We think that the trial court should have exercised the discretion vested in it to condition its action, and the consequent retrials, upon plaintiff's refusal to accept a remittitur reducing each verdict to such sum as, in its judgment, would constitute just compensatory damages in each case. "The practice of thus granting a new trial nisi, in certain cases where the damages awarded by the verdict are clearly excessive, is a beneficial one to the parties, and is in no sense a usurpation of the functions of the jury. Such an order frequently saves the parties the expense of a second trial. The plaintiff is not compelled to remit the sum suggested by the trial court, but may elect either to submit to a new trial, or to seek, by an appeal to this court . . . to have the order of new trial reversed and judgment rendered for the full amount of the verdict." Noxon v. Remington, 78 Conn. 296, 300, 61 A. 963. This course has been adopted frequently and the practical desirability thereof in all proper cases is increasingly emphasized by the growth in volume of litigation and consequent congestion in the courts.
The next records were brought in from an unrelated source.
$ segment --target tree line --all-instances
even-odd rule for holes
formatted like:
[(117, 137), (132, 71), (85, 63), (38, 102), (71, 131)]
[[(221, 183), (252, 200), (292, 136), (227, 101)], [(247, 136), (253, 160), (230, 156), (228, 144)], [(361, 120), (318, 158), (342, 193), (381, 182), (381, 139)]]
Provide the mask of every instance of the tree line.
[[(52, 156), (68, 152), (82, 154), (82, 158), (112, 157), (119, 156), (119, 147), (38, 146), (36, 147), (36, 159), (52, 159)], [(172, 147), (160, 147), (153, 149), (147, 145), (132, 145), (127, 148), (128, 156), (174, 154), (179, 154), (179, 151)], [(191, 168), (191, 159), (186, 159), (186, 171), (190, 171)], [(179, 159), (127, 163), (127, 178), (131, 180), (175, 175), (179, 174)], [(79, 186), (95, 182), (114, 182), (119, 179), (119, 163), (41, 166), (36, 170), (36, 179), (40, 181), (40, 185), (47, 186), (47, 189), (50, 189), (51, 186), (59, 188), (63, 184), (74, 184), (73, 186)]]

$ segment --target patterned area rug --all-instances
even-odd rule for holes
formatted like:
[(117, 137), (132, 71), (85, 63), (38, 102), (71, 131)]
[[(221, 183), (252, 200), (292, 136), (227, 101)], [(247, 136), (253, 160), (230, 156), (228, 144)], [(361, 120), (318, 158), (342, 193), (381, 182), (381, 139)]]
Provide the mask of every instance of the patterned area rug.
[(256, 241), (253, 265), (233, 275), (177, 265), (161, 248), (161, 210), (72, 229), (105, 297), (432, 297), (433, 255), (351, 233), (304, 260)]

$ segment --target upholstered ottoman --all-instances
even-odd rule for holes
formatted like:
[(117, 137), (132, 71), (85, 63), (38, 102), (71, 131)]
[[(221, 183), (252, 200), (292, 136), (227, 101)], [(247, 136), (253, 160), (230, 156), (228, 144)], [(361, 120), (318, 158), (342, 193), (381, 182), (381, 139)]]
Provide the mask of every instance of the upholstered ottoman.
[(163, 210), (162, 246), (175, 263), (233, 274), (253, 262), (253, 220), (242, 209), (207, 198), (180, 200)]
The remaining question is whether this court should, itself, order acceptance of a remittitur in an amount fixed by us, as an alternative of a new trial in these cases. As early as Baldwin v. Porter, 12 Conn. 473, and frequently since, we have ordered a new trial unless the plaintiff would remit a part of the verdict. Our right to do so in a proper case is undoubted and the desirable end sought to be served is the same as that above suggested concerning similar action by trial courts. Noxon v. Remington, supra. We think that the circumstances of the present cases warrant the exercise of this right, and the conditioning of new trials upon the refusal of the plaintiff to accede to a reduction of the verdicts to such amounts as we regard as constituting just compensatory damages.
The trial court was not in error in setting aside the verdicts but was in error in not doing so conditionally.